Stefan’s prime interests are synoptic and mesoscale dynamic meteorology, but his passion is people. Growing up in central Oklahoma, he obtained both his BS and MS in meteorology from the University of Oklahoma. He has always been extremely interested in tornadoes, so it was a thrill for him to be able to study flows around simulated tornadoes for his Master’s research. On the side, Stefan successfully chased tornadoes, too, intercepting between 35–50.
Following the completion of his MS, Stefan earned his PhD at the University of Wyoming, where he conducted both regional and global climate model simulations to quantify the impacts of light-absorbing aerosols on the general circulation of the atmosphere, water resources, and the surface energy budget. Stefan made use of his passion for synoptic dynamic meteorology by applying fundamental concepts of quasigeostrophic theory into his analyses of aerosol-climate interactions.
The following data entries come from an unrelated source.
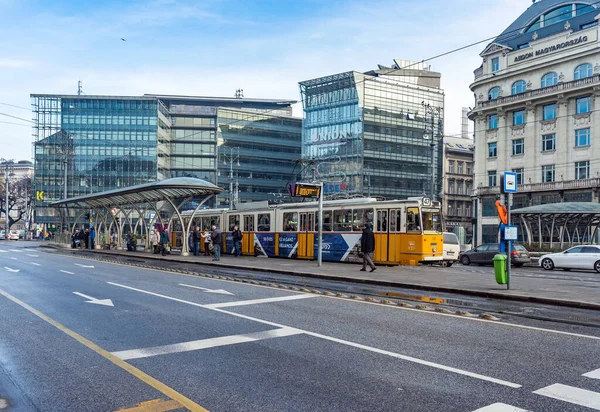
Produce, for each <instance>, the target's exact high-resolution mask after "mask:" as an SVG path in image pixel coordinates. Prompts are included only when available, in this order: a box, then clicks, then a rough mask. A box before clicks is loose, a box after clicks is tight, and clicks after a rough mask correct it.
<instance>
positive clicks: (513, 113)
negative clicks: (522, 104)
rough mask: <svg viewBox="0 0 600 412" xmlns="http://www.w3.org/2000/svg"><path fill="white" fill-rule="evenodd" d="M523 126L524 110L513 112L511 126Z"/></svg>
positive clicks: (517, 110)
mask: <svg viewBox="0 0 600 412" xmlns="http://www.w3.org/2000/svg"><path fill="white" fill-rule="evenodd" d="M522 124H525V110H516V111H514V112H513V126H519V125H522Z"/></svg>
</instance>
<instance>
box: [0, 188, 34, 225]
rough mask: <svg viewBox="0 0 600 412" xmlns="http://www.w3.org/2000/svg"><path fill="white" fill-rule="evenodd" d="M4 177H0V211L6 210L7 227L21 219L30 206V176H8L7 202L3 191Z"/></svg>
mask: <svg viewBox="0 0 600 412" xmlns="http://www.w3.org/2000/svg"><path fill="white" fill-rule="evenodd" d="M4 179H5V178H4V177H0V212H1V213H4V214H6V213H7V211H8V228H7V229H6V230H7V231H8V230H10V228H11V227H12V225H14V224H15V223H17V222H19V221H21V220H23V218H24V217H26V216H27V211H28V210H29V208H30V206H31V196H32V193H31V190H32V186H31V178H29V177H21V178H9V179H8V202H7V199H6V191H5V186H4V185H5V180H4Z"/></svg>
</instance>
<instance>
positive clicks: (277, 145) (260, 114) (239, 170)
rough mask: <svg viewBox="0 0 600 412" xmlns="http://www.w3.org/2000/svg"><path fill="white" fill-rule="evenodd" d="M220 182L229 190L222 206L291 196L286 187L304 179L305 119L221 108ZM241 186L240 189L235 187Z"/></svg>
mask: <svg viewBox="0 0 600 412" xmlns="http://www.w3.org/2000/svg"><path fill="white" fill-rule="evenodd" d="M217 123H218V125H219V126H218V130H219V131H218V144H219V147H218V151H219V164H218V170H219V176H218V178H217V179H218V185H219V186H221V187H223V188H224V189H225V191H224V192H223V193H222V194H221V195H220V196H219V198H218V201H219V204H220V205H228V204H229V201H230V197H231V195H230V193H232V192H231V189H233V200H234V203H235V202H236V201H237V202H248V201H258V200H268V201H270V202H280V201H285V200H289V196H288V194H287V186H288V185H289V184H290V183H295V181H296V180H297V179H299V178H300V176H301V175H300V172H301V169H300V168H299V167H297V166H296V161H297V160H298V159H300V156H301V139H302V119H300V118H294V117H290V116H281V115H274V114H272V113H271V112H263V113H255V112H251V111H246V110H240V109H229V108H224V107H220V108H219V109H218V118H217ZM236 188H237V190H236Z"/></svg>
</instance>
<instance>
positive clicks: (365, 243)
mask: <svg viewBox="0 0 600 412" xmlns="http://www.w3.org/2000/svg"><path fill="white" fill-rule="evenodd" d="M360 251H361V253H362V255H363V267H362V269H361V270H360V271H361V272H366V270H367V265H369V267H370V268H371V272H373V271H375V269H377V268H376V267H375V264H374V263H373V252H374V251H375V235H374V234H373V231H372V230H371V225H370V224H368V223H365V225H364V226H363V234H362V237H361V238H360Z"/></svg>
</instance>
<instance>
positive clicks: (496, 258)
mask: <svg viewBox="0 0 600 412" xmlns="http://www.w3.org/2000/svg"><path fill="white" fill-rule="evenodd" d="M494 274H495V275H496V282H498V284H499V285H506V282H507V276H506V255H505V254H498V255H496V256H494Z"/></svg>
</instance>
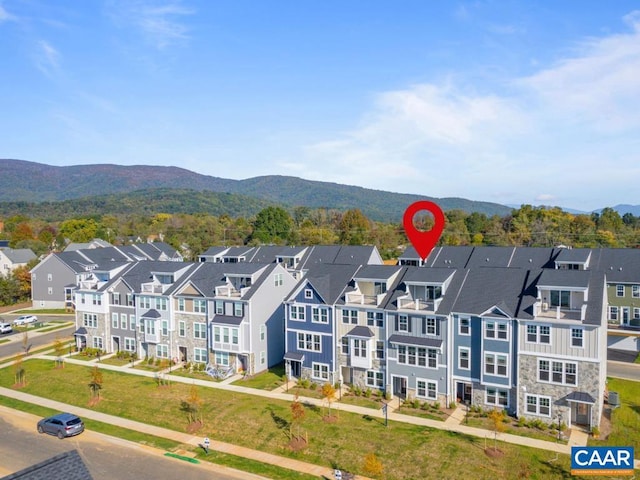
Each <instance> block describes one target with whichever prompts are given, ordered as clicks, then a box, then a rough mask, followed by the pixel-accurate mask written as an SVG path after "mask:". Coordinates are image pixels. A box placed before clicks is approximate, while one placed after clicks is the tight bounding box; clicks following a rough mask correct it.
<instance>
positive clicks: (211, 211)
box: [0, 159, 640, 222]
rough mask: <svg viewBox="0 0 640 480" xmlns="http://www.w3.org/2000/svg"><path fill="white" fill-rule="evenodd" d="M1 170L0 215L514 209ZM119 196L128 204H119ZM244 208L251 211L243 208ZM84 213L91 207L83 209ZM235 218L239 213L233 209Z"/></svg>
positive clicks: (292, 187) (410, 196)
mask: <svg viewBox="0 0 640 480" xmlns="http://www.w3.org/2000/svg"><path fill="white" fill-rule="evenodd" d="M0 172H1V174H0V202H1V203H0V213H3V214H7V213H8V212H14V211H15V210H16V209H17V208H18V207H20V208H21V209H22V210H26V211H24V213H25V214H28V213H27V211H30V210H37V209H38V208H40V207H41V206H42V205H41V204H42V203H47V204H50V203H58V202H64V203H68V202H70V201H74V205H76V204H78V205H82V202H80V203H78V202H77V200H79V199H82V201H84V203H85V204H86V206H87V208H86V210H87V211H86V212H85V214H92V213H97V212H96V211H95V205H96V203H100V204H111V208H113V209H116V210H117V209H118V208H123V207H122V205H126V204H127V202H126V201H124V198H125V197H126V198H127V199H129V200H130V199H131V198H133V200H131V201H132V202H138V201H140V199H141V198H142V199H145V198H146V199H147V200H151V199H154V201H155V202H156V203H152V204H150V205H149V208H150V209H153V208H155V209H156V211H162V212H167V213H178V212H181V213H200V212H201V211H204V212H207V213H211V214H214V215H219V214H221V213H225V211H227V209H225V205H230V204H232V205H234V208H233V209H231V208H229V209H228V210H232V211H233V212H237V213H238V214H242V215H245V216H249V215H251V214H255V213H257V212H258V211H259V210H260V209H262V208H264V207H265V206H267V205H281V206H283V207H285V208H292V207H296V206H304V207H309V208H327V209H335V210H341V211H344V210H348V209H353V208H358V209H360V210H361V211H362V212H363V213H364V214H365V215H366V216H367V217H368V218H370V219H371V220H376V221H381V222H397V221H401V219H402V214H403V213H404V210H405V209H406V207H407V206H408V205H410V204H411V203H413V202H415V201H417V200H431V201H434V202H436V203H437V204H438V205H439V206H440V207H441V208H442V209H443V210H445V211H448V210H453V209H459V210H463V211H465V212H468V213H471V212H478V213H484V214H486V215H488V216H492V215H500V216H504V215H507V214H509V213H510V212H511V210H512V207H509V206H506V205H500V204H497V203H491V202H480V201H472V200H467V199H464V198H456V197H450V198H433V197H428V196H425V195H418V194H403V193H394V192H386V191H382V190H373V189H367V188H363V187H357V186H349V185H341V184H337V183H330V182H318V181H312V180H305V179H302V178H298V177H290V176H279V175H269V176H261V177H254V178H248V179H245V180H233V179H226V178H221V177H213V176H209V175H201V174H199V173H196V172H192V171H190V170H186V169H184V168H179V167H166V166H151V165H132V166H125V165H114V164H97V165H73V166H64V167H59V166H52V165H46V164H42V163H35V162H29V161H24V160H12V159H0ZM96 197H97V198H96ZM97 199H99V201H98V202H96V200H97ZM118 199H120V200H122V201H121V202H118ZM25 202H26V203H25ZM118 203H120V205H118ZM39 204H40V207H38V205H39ZM239 205H244V206H245V208H241V209H240V210H238V206H239ZM90 206H92V207H91V208H90ZM627 207H631V206H627ZM92 208H93V209H92ZM631 208H637V209H638V212H637V213H638V214H640V206H638V207H631ZM78 210H80V211H83V210H84V209H83V208H81V207H78ZM113 213H117V212H113ZM78 214H81V213H80V212H78ZM228 214H230V215H232V212H231V211H229V212H228ZM635 214H636V213H634V215H635Z"/></svg>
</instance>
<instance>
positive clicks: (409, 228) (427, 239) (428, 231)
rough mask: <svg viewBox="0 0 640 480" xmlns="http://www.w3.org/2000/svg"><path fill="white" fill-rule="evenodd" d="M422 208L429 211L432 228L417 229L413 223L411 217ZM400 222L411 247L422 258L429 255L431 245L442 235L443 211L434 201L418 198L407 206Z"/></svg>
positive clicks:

In a process referred to as dynamical downscaling, Stefan is currently making use of global climate model output to drive high-resolution future Weather Research and Forecasting (WRF) model simulations out to the year 2100. The overarching goal of this collaborative work is to quantify how atmospheric conditions favorable for California wildfires will change in a changing climate. Stefan also uses WRF coupled with chemistry (WRF-Chem) to study river basin ozone production across Wyoming, aerosol-cloud interactions off the California coast, and dust across central Asia at convective permitting scales.
With his passion being people, Stefan studies these atmospheric puzzles not based purely out of scientific interest, but also out of a sincere desire to energize communities about the need to mitigate climate change for the common good.